Here’s the text of the blog entry:
AirTran is defending its decision to remove a family from one of its flights after a 3-year-old girl’s parents could not calm her temper tantrum. “After the family boarded an AirTran plane in Fort Myers on Jan. 14 for a flight to Boston, the child became temperamental and refused to take her seat,” the Orlando Sentinel writes in its account of the incident. The girl “was climbing under the seat and hitting the parents and wouldn’t get in her seat,” AirTran spokeswoman Judy Graham-Weaver adds to The News-Press of Fort Myers. Her parents insisted that they could have calmed the girl if they had just been given a little more time. “We weren’t given an opportunity to hold her, console her or anything,” mother Julie Kulesza tells The Associated Press. By federal law, children older than 2 must sit in a seat secured with a seat belt in order for a plane to be cleared for takeoff, according to the Sentinel.

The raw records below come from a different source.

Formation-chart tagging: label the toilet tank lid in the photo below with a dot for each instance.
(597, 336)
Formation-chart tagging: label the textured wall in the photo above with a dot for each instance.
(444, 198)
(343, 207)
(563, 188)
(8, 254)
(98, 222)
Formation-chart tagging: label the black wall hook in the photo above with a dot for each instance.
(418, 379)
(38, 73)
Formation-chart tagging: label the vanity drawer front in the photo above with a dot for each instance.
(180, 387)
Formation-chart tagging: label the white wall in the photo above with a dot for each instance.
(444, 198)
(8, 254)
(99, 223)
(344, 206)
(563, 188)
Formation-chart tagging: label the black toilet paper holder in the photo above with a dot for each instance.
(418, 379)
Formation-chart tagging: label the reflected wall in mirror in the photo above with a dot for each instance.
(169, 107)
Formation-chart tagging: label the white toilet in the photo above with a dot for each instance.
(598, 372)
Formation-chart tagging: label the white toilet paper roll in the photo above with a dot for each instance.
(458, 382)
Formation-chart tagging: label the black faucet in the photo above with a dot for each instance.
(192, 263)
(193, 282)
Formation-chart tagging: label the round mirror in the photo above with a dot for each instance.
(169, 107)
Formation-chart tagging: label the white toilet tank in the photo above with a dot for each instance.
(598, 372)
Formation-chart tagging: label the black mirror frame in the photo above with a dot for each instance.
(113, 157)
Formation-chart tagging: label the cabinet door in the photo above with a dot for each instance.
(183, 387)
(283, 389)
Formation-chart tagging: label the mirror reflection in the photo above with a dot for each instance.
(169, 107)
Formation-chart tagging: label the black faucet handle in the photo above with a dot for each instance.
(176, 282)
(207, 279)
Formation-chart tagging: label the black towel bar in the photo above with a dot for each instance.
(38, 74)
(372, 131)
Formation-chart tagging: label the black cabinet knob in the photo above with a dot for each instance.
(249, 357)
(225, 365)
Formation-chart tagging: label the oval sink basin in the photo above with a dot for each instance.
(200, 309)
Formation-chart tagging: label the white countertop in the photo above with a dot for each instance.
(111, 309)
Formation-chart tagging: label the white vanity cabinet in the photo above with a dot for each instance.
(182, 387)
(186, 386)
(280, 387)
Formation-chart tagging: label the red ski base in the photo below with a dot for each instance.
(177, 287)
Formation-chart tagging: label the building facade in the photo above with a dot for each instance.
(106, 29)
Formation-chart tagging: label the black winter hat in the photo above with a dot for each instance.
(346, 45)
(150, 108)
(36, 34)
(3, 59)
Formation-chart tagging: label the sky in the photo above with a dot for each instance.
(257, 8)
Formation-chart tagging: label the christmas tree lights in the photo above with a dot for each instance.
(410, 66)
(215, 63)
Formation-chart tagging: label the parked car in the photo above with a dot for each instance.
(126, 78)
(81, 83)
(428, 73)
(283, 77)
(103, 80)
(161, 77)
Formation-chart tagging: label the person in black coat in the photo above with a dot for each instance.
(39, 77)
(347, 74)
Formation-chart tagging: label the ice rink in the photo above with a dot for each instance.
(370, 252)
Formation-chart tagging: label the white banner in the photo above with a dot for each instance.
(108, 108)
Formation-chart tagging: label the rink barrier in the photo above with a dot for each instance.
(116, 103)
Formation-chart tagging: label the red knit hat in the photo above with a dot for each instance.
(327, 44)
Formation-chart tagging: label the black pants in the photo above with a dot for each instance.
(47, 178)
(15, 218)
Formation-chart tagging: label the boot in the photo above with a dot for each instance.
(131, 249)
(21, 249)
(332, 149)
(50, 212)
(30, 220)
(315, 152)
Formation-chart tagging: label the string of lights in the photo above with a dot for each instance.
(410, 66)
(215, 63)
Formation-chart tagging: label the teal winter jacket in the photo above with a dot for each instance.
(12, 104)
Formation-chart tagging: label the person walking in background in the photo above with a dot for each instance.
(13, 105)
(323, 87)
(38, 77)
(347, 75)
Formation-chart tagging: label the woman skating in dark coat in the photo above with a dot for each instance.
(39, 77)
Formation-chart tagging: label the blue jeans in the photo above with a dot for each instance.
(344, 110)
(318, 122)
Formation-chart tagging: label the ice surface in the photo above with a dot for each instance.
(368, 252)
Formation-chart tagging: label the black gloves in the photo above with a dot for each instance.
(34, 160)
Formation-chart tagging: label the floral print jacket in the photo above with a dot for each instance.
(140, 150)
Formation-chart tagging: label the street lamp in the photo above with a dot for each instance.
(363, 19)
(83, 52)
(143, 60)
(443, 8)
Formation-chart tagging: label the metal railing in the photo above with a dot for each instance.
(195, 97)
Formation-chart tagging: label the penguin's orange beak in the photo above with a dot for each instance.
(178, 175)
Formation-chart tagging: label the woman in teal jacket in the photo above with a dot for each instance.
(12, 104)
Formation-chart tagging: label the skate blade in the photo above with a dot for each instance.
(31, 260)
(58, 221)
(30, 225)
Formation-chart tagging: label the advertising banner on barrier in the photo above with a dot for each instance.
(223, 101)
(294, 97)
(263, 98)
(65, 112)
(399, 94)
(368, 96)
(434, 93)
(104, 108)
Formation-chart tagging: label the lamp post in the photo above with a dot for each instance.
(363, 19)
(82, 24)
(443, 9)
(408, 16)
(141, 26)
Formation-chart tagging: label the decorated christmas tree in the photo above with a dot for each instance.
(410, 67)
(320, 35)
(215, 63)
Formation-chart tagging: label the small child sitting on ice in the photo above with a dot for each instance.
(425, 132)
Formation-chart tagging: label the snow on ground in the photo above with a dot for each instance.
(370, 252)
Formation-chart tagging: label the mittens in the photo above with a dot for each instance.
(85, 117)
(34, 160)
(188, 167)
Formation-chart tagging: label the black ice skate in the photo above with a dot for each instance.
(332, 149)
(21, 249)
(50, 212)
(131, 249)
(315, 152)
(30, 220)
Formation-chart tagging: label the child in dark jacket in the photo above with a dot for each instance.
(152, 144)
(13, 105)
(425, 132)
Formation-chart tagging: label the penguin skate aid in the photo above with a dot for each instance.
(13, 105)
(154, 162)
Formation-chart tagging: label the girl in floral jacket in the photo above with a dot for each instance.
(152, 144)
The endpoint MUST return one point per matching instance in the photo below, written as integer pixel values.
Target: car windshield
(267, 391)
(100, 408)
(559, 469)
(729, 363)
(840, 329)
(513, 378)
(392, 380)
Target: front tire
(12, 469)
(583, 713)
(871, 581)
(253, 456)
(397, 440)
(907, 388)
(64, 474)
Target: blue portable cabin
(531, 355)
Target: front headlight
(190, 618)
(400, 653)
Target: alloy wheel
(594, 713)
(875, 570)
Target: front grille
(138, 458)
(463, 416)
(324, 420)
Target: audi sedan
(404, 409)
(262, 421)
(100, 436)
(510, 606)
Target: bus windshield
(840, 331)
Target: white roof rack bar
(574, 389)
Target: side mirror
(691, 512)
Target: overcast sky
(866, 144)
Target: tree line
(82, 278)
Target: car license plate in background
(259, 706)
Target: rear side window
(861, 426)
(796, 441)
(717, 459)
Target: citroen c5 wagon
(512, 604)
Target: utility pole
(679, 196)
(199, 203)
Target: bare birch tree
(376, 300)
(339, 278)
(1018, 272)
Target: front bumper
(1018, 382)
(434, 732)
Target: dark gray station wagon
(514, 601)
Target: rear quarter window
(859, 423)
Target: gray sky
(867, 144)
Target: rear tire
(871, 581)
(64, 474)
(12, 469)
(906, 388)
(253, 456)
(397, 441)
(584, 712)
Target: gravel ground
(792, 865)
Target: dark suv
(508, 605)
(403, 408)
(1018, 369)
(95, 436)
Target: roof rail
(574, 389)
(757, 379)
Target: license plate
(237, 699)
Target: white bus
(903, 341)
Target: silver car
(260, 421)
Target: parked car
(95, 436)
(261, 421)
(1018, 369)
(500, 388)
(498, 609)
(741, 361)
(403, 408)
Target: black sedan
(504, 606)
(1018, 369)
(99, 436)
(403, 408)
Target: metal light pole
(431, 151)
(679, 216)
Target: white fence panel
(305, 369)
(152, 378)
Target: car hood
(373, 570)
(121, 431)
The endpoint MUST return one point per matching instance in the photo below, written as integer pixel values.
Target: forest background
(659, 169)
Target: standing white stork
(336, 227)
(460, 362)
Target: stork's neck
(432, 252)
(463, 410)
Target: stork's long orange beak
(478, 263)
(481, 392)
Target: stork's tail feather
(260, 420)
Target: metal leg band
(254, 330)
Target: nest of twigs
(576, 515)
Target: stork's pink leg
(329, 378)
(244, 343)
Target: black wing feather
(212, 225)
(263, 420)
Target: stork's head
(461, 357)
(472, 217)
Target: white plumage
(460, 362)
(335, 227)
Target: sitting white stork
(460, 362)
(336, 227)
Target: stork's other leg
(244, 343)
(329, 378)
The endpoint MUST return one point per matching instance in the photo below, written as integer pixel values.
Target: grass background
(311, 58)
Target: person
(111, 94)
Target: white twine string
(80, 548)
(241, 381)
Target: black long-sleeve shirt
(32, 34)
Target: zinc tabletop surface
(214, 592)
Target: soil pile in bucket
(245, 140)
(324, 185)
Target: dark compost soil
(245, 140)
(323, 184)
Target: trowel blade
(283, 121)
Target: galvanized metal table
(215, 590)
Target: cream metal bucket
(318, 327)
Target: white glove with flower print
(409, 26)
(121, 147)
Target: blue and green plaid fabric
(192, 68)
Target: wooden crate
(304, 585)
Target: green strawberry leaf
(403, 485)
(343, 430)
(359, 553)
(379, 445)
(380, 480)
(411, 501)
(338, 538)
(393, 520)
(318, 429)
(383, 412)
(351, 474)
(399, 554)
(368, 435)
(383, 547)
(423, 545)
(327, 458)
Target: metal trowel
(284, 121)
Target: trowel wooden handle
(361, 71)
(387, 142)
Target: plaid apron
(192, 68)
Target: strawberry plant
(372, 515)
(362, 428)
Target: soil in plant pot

“The flight was already delayed 15 minutes and in fairness to the other 112 passengers on the plane, the crew made an operational decision to remove the family,” Graham-Weaver says. The family was refunded their ticket price. The family also was offered free round-trip tickets to anywhere the AirTran flies, which the New-Press says was declined. ABC News quotes the family as saying the flight’s passengers were more sympathetic than the crew, though no other passengers were interviewed for the story. The girl’s grandfather acknowledged that “nobody wants to sit on a plane with a crying child,” but adds “your first attempt should be to remedy the situation before you take a drastic action, and that wasn’t done.” He adds: “My granddaughter is 3. Kids are kids.” Says AirTran’s Graham-Weaver: “We have an obligation to the other passengers to move the plane.”
This story has generated a fair number of emails to me this week, and has become a hot topic on more than one aviation-related email list to which I belong.
So — my question to you this morning is this.
Did AirTran make the right move in this case? Or, if not, what should they have done?
My opinion? I think they did the right thing. However, I’m not sure they went about it in the right way. (Then again, none of us were there and we’re relying on a number of press reports for the info as to how things went down.)
The unfortunate side effect for AirTran is I know if I had a small child and was getting ready to fly, I might think twice before I booked a flight on the airline.